I miss the days when all we had to worry about was Brexit, not a coronavirus pandemic
Who gives a stuff what colour our passports are, asks Jenny Eclair, when we probably won’t be going anywhere, anyway?
I was scrolling through Twitter recently – as a catastrophist does when the world is on the verge of a pandemic – when I saw a video someone had posted from Japan. It featured a couple of minutes of cherry blossom, filmed by officials in one of the parks closed due to the coronavirus, so that people who couldn’t visit the park in person could witness the flowering online. This is the stage we are now at with this terrible disease, and I for one am not sure how brave I’m going to be.
My 90-year-old mother who lives up north, on the other hand, is unfazed. “Oh, it won’t come here,” she announces breezily, whilst I mutter, “I hope not,” considering a large proportion of her neighbours are over 80.
Meanwhile, the car park at my nearest supermarket is suspiciously full at times it shouldn’t be. It’s not quite week-before-Christmas busy. No one is snatching at the shelves, but there is a determined set to the jaw of the ladies pushing their trolleys a little bit more aggressively than usual. You can almost hear them calculating, “How many bags of pasta will feed four for two weeks? How many times can we eat pesto without going mad?”
The possibility of a fortnight’s quarantine looms large in many people’s imagination, so whilst I don’t want to stockpile (I have only a tiny kitchen with little cupboard space, so I’m not sure how I could, even if I did want to), I have found myself chucking a few packet soups into my basket – after all, they don’t take up much room and if push comes to shove, a cup-a-soup is better than nothing. Now, what about wine?
Contemplating being in quarantine at home is almost bearable; at least if I have to self-isolate chez Eclair for a couple of weeks, I’ll get a lot of writing done. I could also be really strict about tidying my drawers, doing regular online yoga classes and watching every Academy Award-winning film ever. Also if I was on a diet of three sachet soups a day, I’d probably lose a stone or two, just in time for summer.
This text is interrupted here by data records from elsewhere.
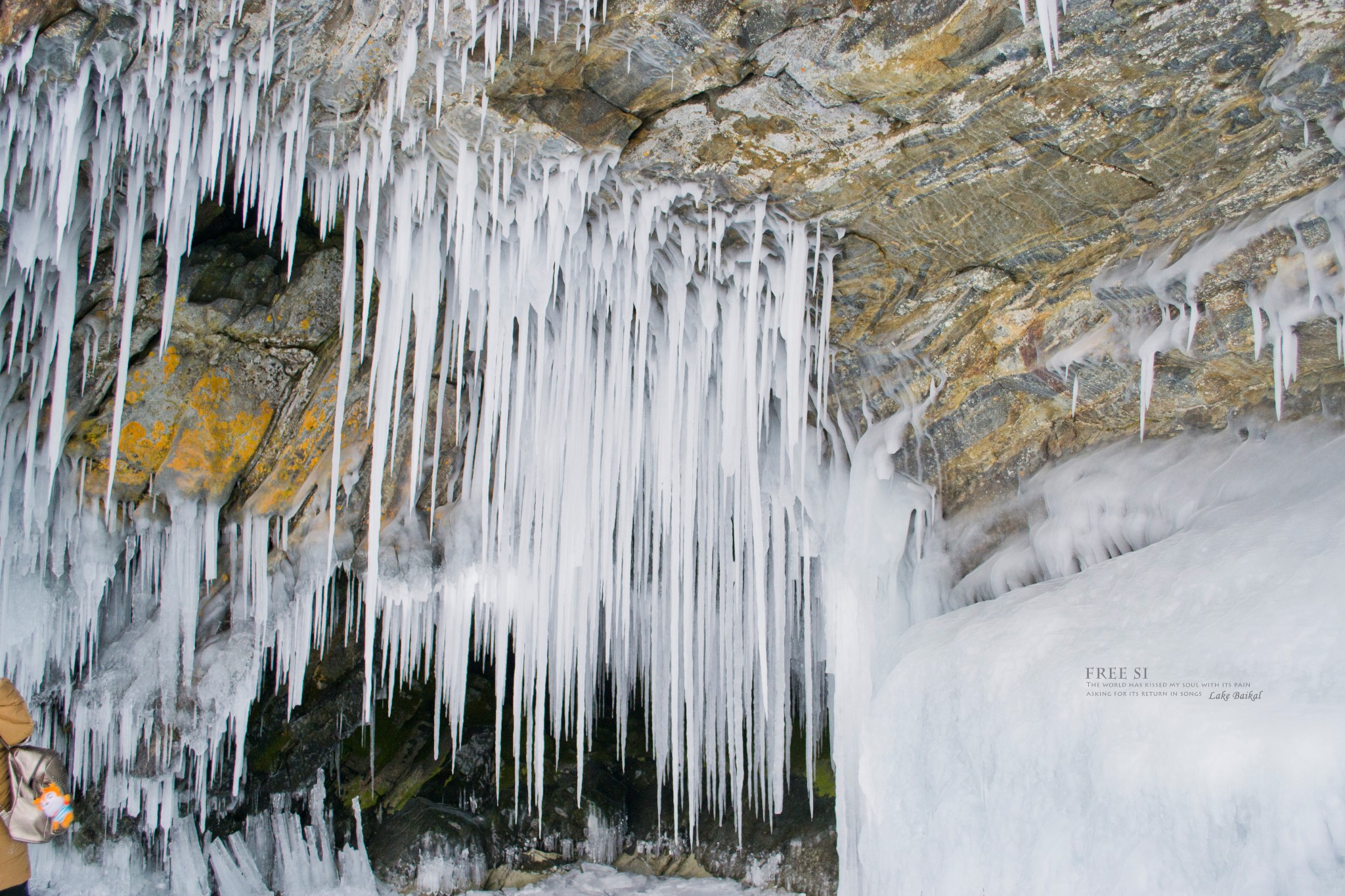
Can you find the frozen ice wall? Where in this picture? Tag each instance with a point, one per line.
(631, 371)
(996, 761)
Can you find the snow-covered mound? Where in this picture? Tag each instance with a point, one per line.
(1170, 719)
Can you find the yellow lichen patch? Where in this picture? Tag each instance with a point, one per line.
(135, 386)
(217, 438)
(139, 454)
(171, 360)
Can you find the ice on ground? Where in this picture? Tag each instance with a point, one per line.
(994, 759)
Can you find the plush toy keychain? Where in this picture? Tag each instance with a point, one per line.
(55, 806)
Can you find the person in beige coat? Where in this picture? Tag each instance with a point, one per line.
(15, 727)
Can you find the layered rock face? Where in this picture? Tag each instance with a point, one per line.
(978, 200)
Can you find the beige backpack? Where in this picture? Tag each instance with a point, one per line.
(32, 769)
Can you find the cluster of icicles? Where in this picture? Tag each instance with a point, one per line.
(1306, 284)
(632, 371)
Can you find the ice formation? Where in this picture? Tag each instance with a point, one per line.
(631, 370)
(1306, 285)
(1214, 565)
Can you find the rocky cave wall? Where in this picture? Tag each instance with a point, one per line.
(974, 194)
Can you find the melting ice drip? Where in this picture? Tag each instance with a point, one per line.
(1306, 285)
(634, 370)
(1048, 19)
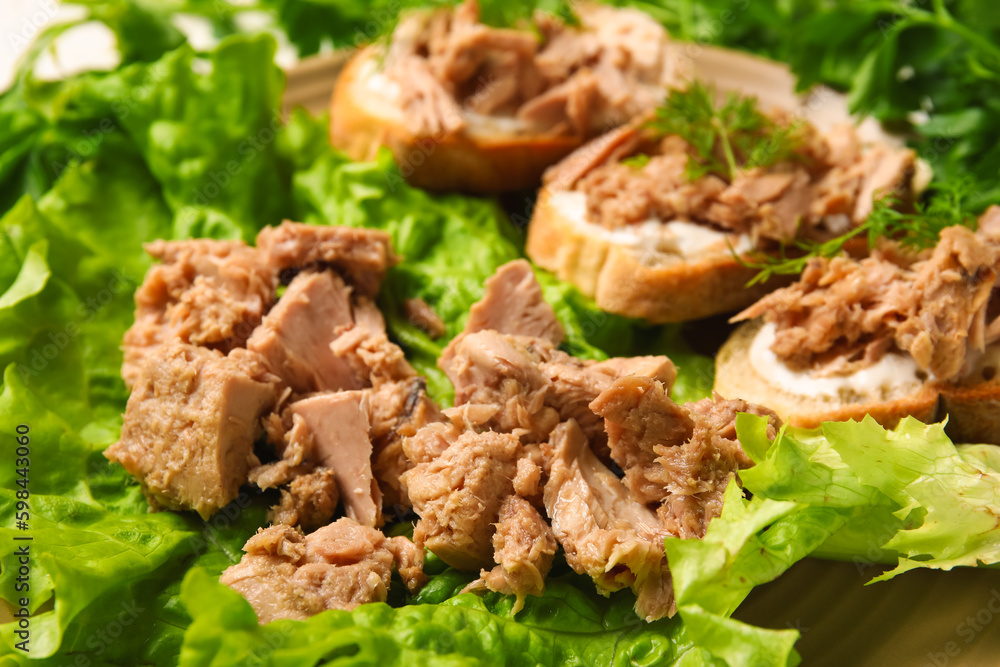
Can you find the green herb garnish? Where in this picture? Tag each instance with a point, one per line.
(917, 230)
(727, 139)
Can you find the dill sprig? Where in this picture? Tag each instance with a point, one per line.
(917, 230)
(727, 139)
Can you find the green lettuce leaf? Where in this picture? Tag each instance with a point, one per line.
(949, 503)
(565, 627)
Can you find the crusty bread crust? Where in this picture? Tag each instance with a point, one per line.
(736, 377)
(466, 162)
(973, 412)
(620, 281)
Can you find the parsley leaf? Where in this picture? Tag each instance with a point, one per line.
(728, 139)
(916, 230)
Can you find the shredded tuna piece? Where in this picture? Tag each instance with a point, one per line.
(422, 316)
(398, 410)
(309, 501)
(533, 386)
(340, 427)
(190, 424)
(697, 471)
(204, 292)
(458, 497)
(513, 304)
(832, 178)
(604, 531)
(360, 256)
(638, 416)
(523, 547)
(845, 314)
(341, 566)
(295, 337)
(579, 81)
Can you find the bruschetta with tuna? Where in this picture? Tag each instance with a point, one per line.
(467, 106)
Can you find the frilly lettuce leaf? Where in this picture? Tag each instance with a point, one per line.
(906, 496)
(949, 504)
(565, 627)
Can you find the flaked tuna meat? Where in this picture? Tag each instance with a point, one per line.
(293, 443)
(638, 416)
(513, 304)
(430, 442)
(398, 410)
(680, 456)
(558, 79)
(419, 313)
(830, 183)
(492, 369)
(360, 256)
(844, 314)
(697, 471)
(604, 531)
(458, 496)
(203, 292)
(371, 356)
(294, 338)
(340, 566)
(340, 427)
(309, 500)
(190, 424)
(531, 386)
(523, 547)
(609, 147)
(954, 287)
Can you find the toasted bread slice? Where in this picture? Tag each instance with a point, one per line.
(742, 370)
(485, 158)
(972, 405)
(641, 272)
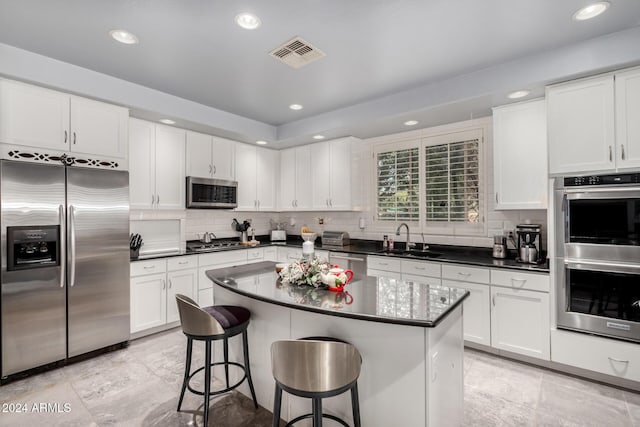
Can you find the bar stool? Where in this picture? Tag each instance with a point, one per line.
(209, 324)
(315, 368)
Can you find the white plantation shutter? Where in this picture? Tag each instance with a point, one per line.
(452, 192)
(398, 190)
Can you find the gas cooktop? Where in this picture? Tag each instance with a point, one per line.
(214, 245)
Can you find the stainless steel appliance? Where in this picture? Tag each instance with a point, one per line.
(597, 221)
(65, 262)
(529, 243)
(499, 246)
(208, 193)
(278, 236)
(335, 238)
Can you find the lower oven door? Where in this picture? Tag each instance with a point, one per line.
(599, 298)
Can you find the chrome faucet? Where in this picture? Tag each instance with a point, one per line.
(409, 244)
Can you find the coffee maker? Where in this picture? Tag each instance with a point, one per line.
(499, 246)
(529, 243)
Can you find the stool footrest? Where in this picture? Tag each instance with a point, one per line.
(329, 416)
(214, 393)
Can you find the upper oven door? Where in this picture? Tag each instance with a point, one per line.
(600, 223)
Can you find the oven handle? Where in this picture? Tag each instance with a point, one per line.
(613, 267)
(602, 193)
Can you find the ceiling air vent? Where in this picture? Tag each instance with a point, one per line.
(297, 52)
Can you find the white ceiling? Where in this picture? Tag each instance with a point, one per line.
(382, 55)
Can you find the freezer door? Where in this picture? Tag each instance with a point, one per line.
(32, 301)
(98, 258)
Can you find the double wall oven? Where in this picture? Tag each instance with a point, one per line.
(597, 221)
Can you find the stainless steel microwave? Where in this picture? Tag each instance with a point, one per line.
(208, 193)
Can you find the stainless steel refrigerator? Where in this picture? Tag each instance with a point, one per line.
(65, 262)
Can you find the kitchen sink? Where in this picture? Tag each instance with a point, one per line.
(412, 252)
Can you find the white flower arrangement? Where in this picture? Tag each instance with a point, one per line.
(305, 272)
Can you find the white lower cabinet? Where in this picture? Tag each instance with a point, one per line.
(611, 357)
(154, 284)
(520, 313)
(477, 311)
(477, 308)
(520, 321)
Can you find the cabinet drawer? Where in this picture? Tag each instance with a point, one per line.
(516, 280)
(465, 274)
(255, 254)
(617, 358)
(420, 268)
(384, 263)
(141, 268)
(182, 263)
(225, 258)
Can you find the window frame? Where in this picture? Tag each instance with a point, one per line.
(427, 137)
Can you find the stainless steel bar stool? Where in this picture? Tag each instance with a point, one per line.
(210, 324)
(315, 368)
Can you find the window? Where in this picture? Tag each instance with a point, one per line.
(451, 182)
(436, 181)
(398, 179)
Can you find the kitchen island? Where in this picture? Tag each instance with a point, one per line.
(409, 335)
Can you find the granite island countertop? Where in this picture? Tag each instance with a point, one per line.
(377, 299)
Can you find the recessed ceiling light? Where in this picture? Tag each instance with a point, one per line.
(591, 11)
(518, 94)
(248, 21)
(123, 36)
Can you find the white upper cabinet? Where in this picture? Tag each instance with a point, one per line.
(98, 128)
(22, 106)
(156, 160)
(520, 155)
(581, 119)
(256, 175)
(628, 119)
(295, 178)
(42, 118)
(209, 156)
(331, 175)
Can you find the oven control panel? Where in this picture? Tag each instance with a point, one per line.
(620, 179)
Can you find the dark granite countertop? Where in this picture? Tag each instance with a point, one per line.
(473, 256)
(377, 299)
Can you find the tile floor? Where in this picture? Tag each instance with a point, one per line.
(139, 386)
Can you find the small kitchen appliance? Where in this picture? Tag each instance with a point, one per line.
(335, 238)
(529, 243)
(499, 246)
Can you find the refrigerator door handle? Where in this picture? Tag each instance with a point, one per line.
(72, 243)
(63, 249)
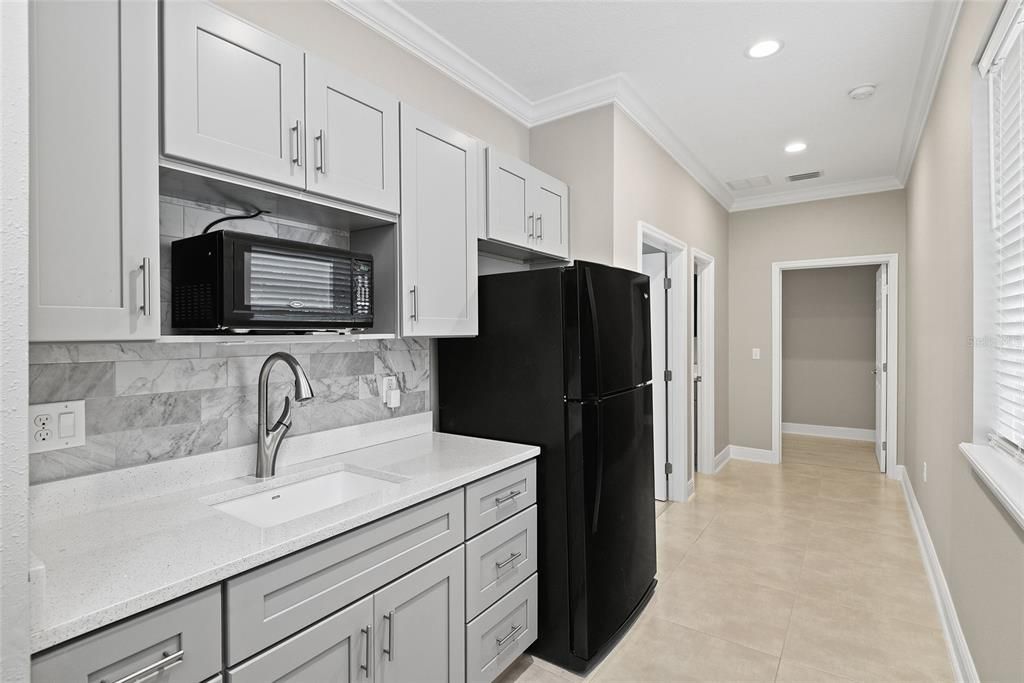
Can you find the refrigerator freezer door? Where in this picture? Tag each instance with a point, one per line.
(607, 330)
(610, 497)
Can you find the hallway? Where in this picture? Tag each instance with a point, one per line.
(805, 571)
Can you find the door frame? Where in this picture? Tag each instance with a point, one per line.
(892, 351)
(677, 269)
(702, 265)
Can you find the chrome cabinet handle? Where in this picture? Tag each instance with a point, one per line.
(322, 165)
(515, 632)
(389, 650)
(508, 497)
(170, 658)
(146, 306)
(369, 632)
(512, 558)
(297, 150)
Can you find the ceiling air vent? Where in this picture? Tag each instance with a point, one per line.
(804, 176)
(749, 183)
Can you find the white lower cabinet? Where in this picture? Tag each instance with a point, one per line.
(419, 622)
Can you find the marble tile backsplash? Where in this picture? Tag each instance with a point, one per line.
(148, 401)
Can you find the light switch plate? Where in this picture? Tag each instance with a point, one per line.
(53, 426)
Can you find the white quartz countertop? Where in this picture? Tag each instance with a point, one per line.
(117, 561)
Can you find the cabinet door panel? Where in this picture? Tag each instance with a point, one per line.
(336, 650)
(508, 200)
(94, 176)
(232, 94)
(439, 186)
(420, 627)
(351, 138)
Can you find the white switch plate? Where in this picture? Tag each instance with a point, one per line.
(45, 421)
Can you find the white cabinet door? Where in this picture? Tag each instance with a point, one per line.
(232, 94)
(550, 206)
(439, 196)
(94, 241)
(419, 624)
(508, 200)
(351, 138)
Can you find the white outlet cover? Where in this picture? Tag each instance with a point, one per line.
(43, 430)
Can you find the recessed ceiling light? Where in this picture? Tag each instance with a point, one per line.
(764, 48)
(862, 91)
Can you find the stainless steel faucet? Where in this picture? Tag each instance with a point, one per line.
(268, 439)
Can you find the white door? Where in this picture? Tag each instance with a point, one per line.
(351, 138)
(508, 200)
(232, 94)
(653, 267)
(881, 361)
(420, 624)
(94, 246)
(439, 199)
(551, 206)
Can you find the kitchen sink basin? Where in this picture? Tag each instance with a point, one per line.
(283, 504)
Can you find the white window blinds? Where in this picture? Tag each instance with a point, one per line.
(1005, 74)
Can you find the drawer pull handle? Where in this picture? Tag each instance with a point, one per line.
(512, 558)
(170, 658)
(512, 635)
(511, 496)
(389, 651)
(369, 631)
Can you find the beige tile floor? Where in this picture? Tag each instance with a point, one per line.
(808, 570)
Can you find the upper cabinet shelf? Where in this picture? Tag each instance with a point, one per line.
(527, 209)
(244, 100)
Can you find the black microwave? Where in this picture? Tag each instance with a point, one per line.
(227, 281)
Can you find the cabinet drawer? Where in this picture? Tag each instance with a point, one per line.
(499, 497)
(339, 648)
(502, 633)
(499, 559)
(183, 635)
(276, 600)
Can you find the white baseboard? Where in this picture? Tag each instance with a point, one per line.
(754, 455)
(955, 641)
(830, 432)
(722, 458)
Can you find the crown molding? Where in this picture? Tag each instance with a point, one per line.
(941, 25)
(829, 191)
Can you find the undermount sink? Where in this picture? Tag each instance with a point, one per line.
(283, 504)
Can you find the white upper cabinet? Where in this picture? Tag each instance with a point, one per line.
(94, 245)
(439, 214)
(526, 208)
(232, 95)
(351, 138)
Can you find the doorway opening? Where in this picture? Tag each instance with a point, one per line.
(835, 341)
(664, 259)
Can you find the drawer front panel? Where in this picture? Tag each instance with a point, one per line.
(181, 640)
(500, 497)
(274, 601)
(502, 633)
(500, 559)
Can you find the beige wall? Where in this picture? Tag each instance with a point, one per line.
(328, 32)
(578, 150)
(980, 549)
(846, 226)
(650, 186)
(828, 346)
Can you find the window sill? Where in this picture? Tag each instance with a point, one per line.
(1003, 475)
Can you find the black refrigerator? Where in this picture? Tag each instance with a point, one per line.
(562, 361)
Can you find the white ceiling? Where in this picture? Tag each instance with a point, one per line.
(680, 69)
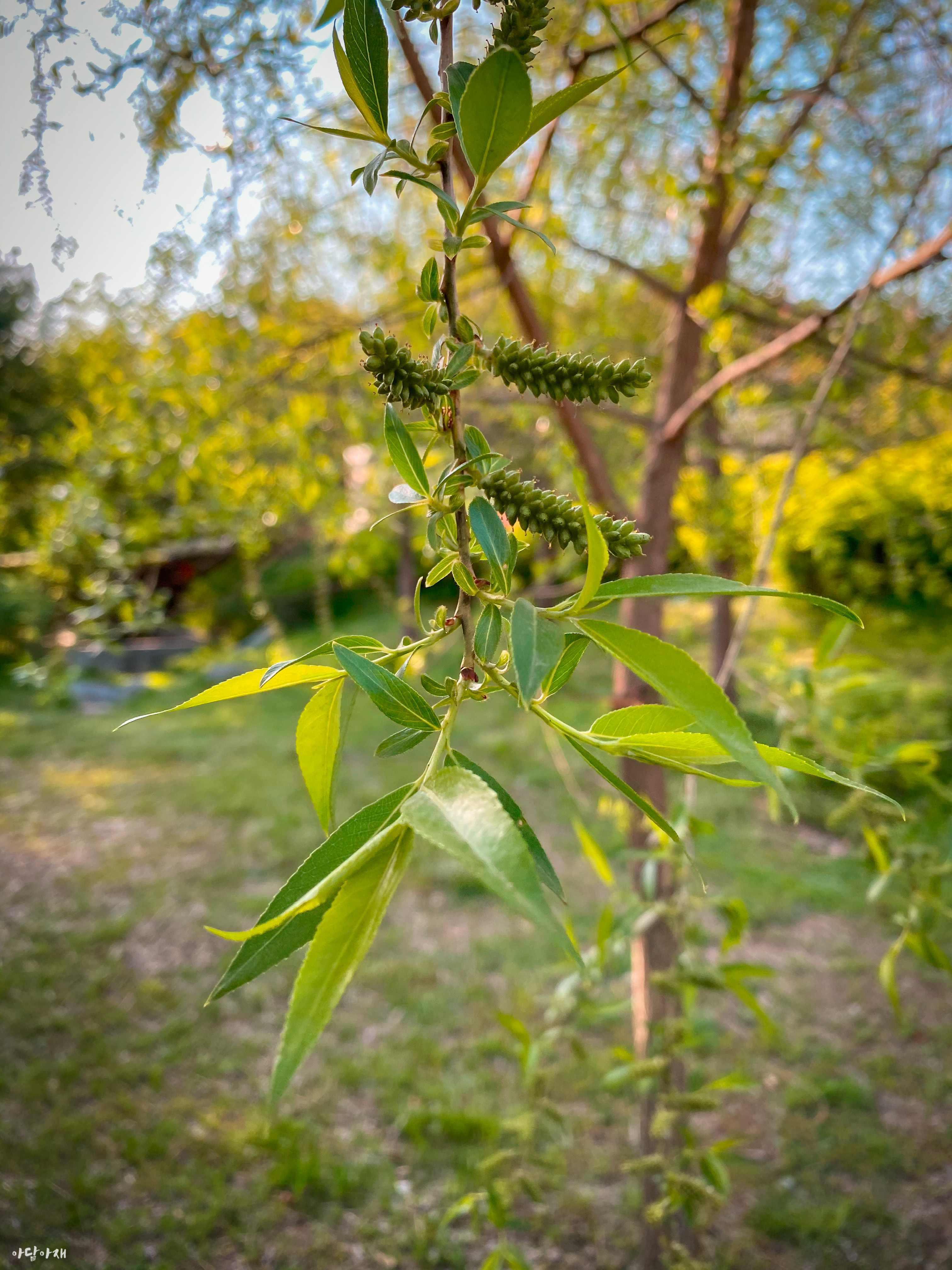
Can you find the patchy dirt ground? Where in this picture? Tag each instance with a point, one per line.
(134, 1131)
But whilst the idea of self-isolation is borderline pleasurable – after all, I’ve got a parrot tapestry cushion kit I could be getting on with – the reality is grim. I have particular sympathy for those quarantined away from home, for the parents stuck in Tenerife hotel rooms with screaming toddlers. I think it’s this limbo I find most unnerving. This outbreak is going to spread or be contained – which is it?
At the moment, the number of cases is few enough that it’s easy to forget about the wretched virus – after all, the daffodils are out, and The Great Pottery Throw Down is on Channel 4. Then all of a sudden you read something about plans to turn Hyde Park into a giant morgue, and the horror of it all comes flooding back (I shouldn’t use the word “flooding”, either – never has the news been more biblical).
Now more than ever, we need grown-ups to come and take charge – yet they are nowhere to be seen. Boris Johnson – conspicuous in his absence in recent weeks, especially in flood-hit areas – bumbles emptily on about the virus, whilst Trump delivers dangerous platitudes. Meanwhile the Pope, who has been handshaking and kissing in Italy, is confined to his quarters, apparently “indisposed”.
So apologies if you think I’m being stupid and hysterical – hopefully I am – but you know what? I miss the days when all we had to be worried about was Brexit. Who gives a stuff what colour our passports are, when we probably won’t be going anywhere, anyway?
Now excuse me whilst I go and see what happens if I mix a mushroom cup-a-soup with some pasta.